Abbi lifted the bundle of clothes from Gaia’s floor placing them gently on the bed. The scent of almonds was nearly overwhelming now and Abbi had to sit down next to them before she began to fold them neatly. She closed her eyes and inhaled, remembering something just out of reach of herself. She shook her head and groaned in frustration. Gaia emerged in the doorway and hobbled quietly into the room. She chuckled softly “You are thinking too hard.” She made her way to the hard backed chair nearest the bed. “I can’t explain it, “ Abbi began, “that smell reminds me of something and I don’t know what it reminds me of. Isn’t that crazy?” Gaia nodded, her eyebrows upraised, “Yes,” she said firmly and then she broke into an old woman’s cackle. Abbi shook her head again and smiled. “It will come to you,” Gaia assured her. “It will come to you in time, in God’s time. You’re not ready yet to know why it lingers in you. It will come.”

 

“Does everyone have these, uh…” Abbi searched for a word, “flashes?” Gaia stared out the window. “Yes.” She turned to look back at Abbi, her face creased with age and concern. Her eyes crinkled at the edge,  “they do not seek it out but yes, they have the memory, the memory of us all. Most will brush it off, like lint from their shoulder; they’ll blame it food poisoning or too much wine.  Yet, we are all poets, even the Governors are poets, even the well informed, the inner circle, but of course, they already know everything. Their memories are strong. It’s safe for them to remember, you see.” Abbi nodded, but she did not really understand. Often when Gaia spoke of these things she nodded. Often Abbi would write it down anyway, even though she did not understand. Gaia said it was important and that one day it would be clear.

 

Abbi folded the sheets carefully, smoothing out the places where the wrinkles seemed to be setting in. Gaia was fortunate to have someone willing to dry her laundry once a week. Her next-door neighbor, Patrice had known Gaia for most of her adult life. At one time, Patrice had come to Gaia’s house along with most of the city when Gaia spoke. Patrice stopped coming when the Sentries began to make themselves more visible. She was afraid of what it meant and had confessed this to Gaia who encouraged her to follow her conscience. Patrice no longer came to Gaia’s on Sunday but she was eager to help out in any way she could. Abbi thought that perhaps she felt guilty but Gaia only sighed when Abbi suggested this. She would take Abbi’s face in her soft, leather hands and kiss her forehead. “Let us save our mistrust for another. When we begin to talk this way we lose the thread of our present moment. It is all we have, this thread. Be at peace, Abbi.” As she said this she released Abbi’s face and touched her own forehead and heart with her fingertips. Abbi smiled at the gesture. Gaia’s responses had become entirely predictable. It was comforting.

 

The knock at the door startled Abbi. She and Gaia exchanged a quick look. “Do you want me to get it?” Abbi offered. “No, no…” Gaia said, waving her hand casually. “I am not concerned.” Abbi moved from the door automatically, unsure of what she ought to do. She had no reason to fear the Sentries or the Oversight Committee.

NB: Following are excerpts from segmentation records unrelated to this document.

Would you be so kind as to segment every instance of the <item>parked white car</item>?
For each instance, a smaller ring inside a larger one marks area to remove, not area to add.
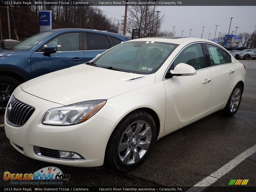
[[[248,60],[250,59],[256,59],[256,49],[251,49],[248,51],[232,53],[233,55],[235,58]]]
[[[132,40],[18,86],[5,132],[31,158],[129,171],[156,140],[218,111],[234,115],[245,75],[245,67],[212,41]]]

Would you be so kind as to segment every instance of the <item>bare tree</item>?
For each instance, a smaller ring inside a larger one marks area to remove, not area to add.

Even so, she found that she was concerned. Too much had happened in the last few days with Peter’s leaving and the whisperings of “shifting” in the other continents. Gaia swung the door open wide without care. She placed her hands on her squat hips, “Yes?” The man who stood on the porch looked to be in his mid 50’s, clean cut and well dressed. Abbi had never seen him before. Through the screen door Abbi could only barely make out the color of his suit but the coat over top was light brown, perhaps khaki and very clean. She peered out from the room to get a better look and he made eye contact with her. He smiled and waved slightly. “Hello…well, to you both. Mrs. Calder, I’m Robert Murdoch, from the Homeland Office. I wondered if I could have a word or two with you.” Gaia smiled her wise, confident smile and tilted her head. She opened the door as she answered “Of course, Mr. Murdoch.”